Azuryy Yu 2013-07-02, 08:45
How did you lose power to the entire cluster?
I realize that this question goes beyond HBase, but is an Ops question. Do you have redundant power sources and redundant power supplies to the racks and machines in the cluster?
On Jul 2, 2013, at 7:42 AM, Dave Latham <[EMAIL PROTECTED]> wrote:
> Hi Uma,
> Thanks for the pointer. Your case sounds very similar. The main differences that I see are that in my case it happened on all 3 replicas and the power failure occurred merely seconds after the blocks were finalized. So I guess the question is whether HDFS can do anything to better recover from such situations. I'm also curious whether ext4 would be less susceptible than ext3.
> I will definitely look at enabling dfs.datanode.synconclose once we upgrade to a version of hdfs that has it. I would love to see some performance numbers if anyone has run them. Also appears that HBase is considering enabling it by default (cf. comments on HBase-5954).
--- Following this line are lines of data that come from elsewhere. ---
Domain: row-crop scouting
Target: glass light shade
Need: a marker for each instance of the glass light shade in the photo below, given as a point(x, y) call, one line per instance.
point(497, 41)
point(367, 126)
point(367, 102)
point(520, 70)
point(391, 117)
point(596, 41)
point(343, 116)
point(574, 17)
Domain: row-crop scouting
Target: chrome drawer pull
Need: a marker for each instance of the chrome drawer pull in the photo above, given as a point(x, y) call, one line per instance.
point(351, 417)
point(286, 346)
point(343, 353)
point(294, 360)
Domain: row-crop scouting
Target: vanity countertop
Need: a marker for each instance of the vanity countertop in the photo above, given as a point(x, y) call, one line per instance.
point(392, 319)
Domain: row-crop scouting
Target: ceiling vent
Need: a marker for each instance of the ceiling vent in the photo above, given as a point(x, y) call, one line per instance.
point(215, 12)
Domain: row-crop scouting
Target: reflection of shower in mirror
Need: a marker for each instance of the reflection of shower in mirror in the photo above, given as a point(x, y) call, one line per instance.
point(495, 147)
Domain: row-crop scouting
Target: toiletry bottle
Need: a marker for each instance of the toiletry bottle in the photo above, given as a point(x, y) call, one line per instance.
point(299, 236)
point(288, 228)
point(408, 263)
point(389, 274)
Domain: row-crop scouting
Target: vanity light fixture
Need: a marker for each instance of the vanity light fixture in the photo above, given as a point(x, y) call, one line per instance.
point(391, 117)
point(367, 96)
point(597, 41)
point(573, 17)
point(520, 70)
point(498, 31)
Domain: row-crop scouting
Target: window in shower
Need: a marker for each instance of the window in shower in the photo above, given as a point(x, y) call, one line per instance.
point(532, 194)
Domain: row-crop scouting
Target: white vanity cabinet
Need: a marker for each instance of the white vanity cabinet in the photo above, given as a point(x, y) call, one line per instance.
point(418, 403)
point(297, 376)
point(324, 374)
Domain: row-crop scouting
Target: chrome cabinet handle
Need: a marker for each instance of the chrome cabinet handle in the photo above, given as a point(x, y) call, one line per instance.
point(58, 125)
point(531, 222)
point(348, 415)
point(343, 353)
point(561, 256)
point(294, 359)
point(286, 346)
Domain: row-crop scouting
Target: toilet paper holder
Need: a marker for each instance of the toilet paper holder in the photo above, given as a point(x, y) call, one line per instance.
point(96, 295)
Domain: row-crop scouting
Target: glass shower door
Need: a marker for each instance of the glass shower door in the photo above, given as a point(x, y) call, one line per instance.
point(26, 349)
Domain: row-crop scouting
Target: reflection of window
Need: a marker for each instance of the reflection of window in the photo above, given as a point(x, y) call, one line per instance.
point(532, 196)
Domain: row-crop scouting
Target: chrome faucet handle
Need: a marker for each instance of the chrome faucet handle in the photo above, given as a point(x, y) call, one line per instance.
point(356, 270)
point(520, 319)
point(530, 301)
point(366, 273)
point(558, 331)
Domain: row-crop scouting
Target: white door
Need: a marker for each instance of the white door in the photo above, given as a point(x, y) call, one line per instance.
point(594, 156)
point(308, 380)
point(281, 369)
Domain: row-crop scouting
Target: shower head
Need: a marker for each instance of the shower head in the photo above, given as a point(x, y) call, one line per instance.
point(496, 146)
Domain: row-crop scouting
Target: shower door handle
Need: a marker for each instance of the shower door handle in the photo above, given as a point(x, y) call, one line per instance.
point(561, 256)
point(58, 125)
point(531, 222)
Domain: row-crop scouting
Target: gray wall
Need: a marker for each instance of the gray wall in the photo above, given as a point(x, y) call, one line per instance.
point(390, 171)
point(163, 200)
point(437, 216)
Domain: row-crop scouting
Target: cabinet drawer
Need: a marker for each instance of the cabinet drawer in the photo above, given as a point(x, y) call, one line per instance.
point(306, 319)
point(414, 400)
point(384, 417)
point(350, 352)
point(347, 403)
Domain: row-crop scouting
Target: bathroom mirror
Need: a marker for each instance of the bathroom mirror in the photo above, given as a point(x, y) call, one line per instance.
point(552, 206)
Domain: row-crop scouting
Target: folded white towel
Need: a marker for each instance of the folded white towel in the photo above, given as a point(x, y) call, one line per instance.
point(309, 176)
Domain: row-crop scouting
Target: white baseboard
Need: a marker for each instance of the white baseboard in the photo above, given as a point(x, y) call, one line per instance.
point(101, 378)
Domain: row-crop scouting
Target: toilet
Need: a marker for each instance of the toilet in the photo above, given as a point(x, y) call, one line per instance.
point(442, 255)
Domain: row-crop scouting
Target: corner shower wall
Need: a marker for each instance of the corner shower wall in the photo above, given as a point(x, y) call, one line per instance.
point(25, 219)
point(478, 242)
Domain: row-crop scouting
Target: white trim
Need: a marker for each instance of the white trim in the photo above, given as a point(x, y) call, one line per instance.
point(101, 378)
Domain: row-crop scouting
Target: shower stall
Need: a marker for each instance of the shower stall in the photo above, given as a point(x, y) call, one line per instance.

> On Tue, Jul 2, 2013 at 12:31 AM, Uma Maheswara Rao G <[EMAIL PROTECTED]> wrote:
> Hi Dave,
> Looks like your analysis is correct. I have faced similar issue some time back.
> See the discussion link: http://markmail.org/message/ruev3aa4x5zh2l4w#query:+page:1+mid:33gcdcu3coodkks3+state:results
> On sudden restarts, it can lost the OS filesystem edits. Similar thing happened in our case, i.e, after restart blocks were moved back to BeingWritten directory even though they were finalized.
> After restart they were marked as corrupt. You could set dfs.datanode.synconclose to true to avoid this sort of things, but that will degrade performance.
> -----Original Message-----
> From: [EMAIL PROTECTED] [mailto:[EMAIL PROTECTED]] On Behalf Of Dave Latham
> Sent: 01 July 2013 16:08
> To: [EMAIL PROTECTED]
> Cc: [EMAIL PROTECTED]
> Subject: Re: data loss after cluster wide power loss
> Much appreciated, Suresh. Let me know if I can provide any more information or if you'd like me to open a JIRA.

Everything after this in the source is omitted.